If you’ve got an Masters, you are among less than 9% of the US population. That’s a Master’s Degree in *anything*. If you’ve got an MFA in one of the theater arts, please know that you are among a very small, very select group.

So don’t tell me that your years at NYU were a trial by fire. Mac, Jordana and I wrote and produced a musical that went up at a 350 seat house and on opening night, we were painfully aware that we HATED the show – THAT’S a trial by fire. It was our money, our writing, our professional reputation on the line. What you got, when you were getting your MFA, was a really safe environment to practice, and it probably had a lot to do with why you write so well now.

I’m not saying you were coddled. I’m saying you were supported. There is nothing wrong with that, and the sooner we give up on the bootstrap-bullshit, and work to support the generation below us, the sooner our theater will re-awaken into it’s rightful relevance. We need to get better, and that means we have to GIVE UP talking about how hard it is to achieve what we’ve achieved and start working on making it easier for everyone to do even better than us.

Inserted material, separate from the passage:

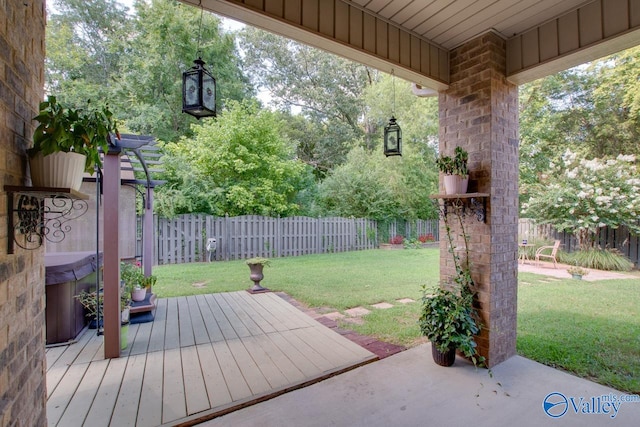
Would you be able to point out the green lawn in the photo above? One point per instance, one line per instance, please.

A confession – My parents got divorced in 1985. Before that, I had changed schools almost every year, except for a two year stint at Norfolk Academy, for 7th and 8th grade. That was the only private school I ever went to. When my parents split up, my dad disappeared and my mom had a mini-nervous breakdown, and within a year we were living in a one bedroom apartment behind a motel in Morristown New Jersey, where I began failing out of school.

I eventually ended up in Los Angeles, dropping out of high school and going to community college, where they will accept you if you are over 18. My SAT scores were high enough that after three years I was accepted to the University of Iowa. I transferred to the University of North Carolina, where I failed out almost instantly.

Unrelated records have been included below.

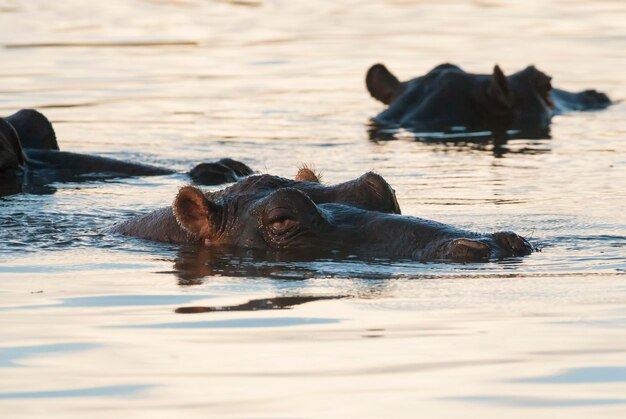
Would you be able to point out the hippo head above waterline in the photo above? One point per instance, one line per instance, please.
(30, 155)
(450, 100)
(274, 214)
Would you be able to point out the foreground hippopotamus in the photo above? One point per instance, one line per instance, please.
(280, 215)
(450, 100)
(28, 145)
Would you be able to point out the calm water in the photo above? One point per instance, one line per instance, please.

When I talk about the “rich kids”, I’m talking about the kids who’s parents own their homes instead of renting. I’m talking about the kids who each have their own bedroom, instead of sharing the fold out couch in their living room. And when I talk about the kids who had a leg up, I include myself, because even the desperation of our situation couldn’t take away the fact that both of my parents had advanced degrees from college, and my extended family always had money, and I was white and male. The very reason I had such high SAT scores was because I was born with a leg up, my family *spoke the language* of the SATs at home, and our culture won’t let someone like me fail.

For the three years that I went to community college, my friends there liked me a lot, except for the fact that they assumed I was a pathological liar. Because it’s impossible for someone who’s dad was a symphony conductor, who’d lived in Europe, who spent his spare time reading books instead of getting a second job, it was impossible for that person to end up at a community college.

So, let’s stop pretending that we’re all soldiers with muddy boots here, and let’s stop pretending that the MFA isn’t a fast-track to success. Yes, you still have to be good, but your MFA has given you far more than just training. It has given you support and an opportunity for exposure. Those of us without them will catch up, and, if our shows are better, then that will eventually be recognized, but its absurd to claim that your success is purely based on your labor.

It has been said that George Bush was born on third and thought he hit a triple. It’s an apt metaphor because it’s still his responsibility to score the run and he never did. Those of us born on first or second, we still have t
o score the run as well. But none of us, especially those born on third, should be claiming to be a great hitter. We need to let all of that go, and start running.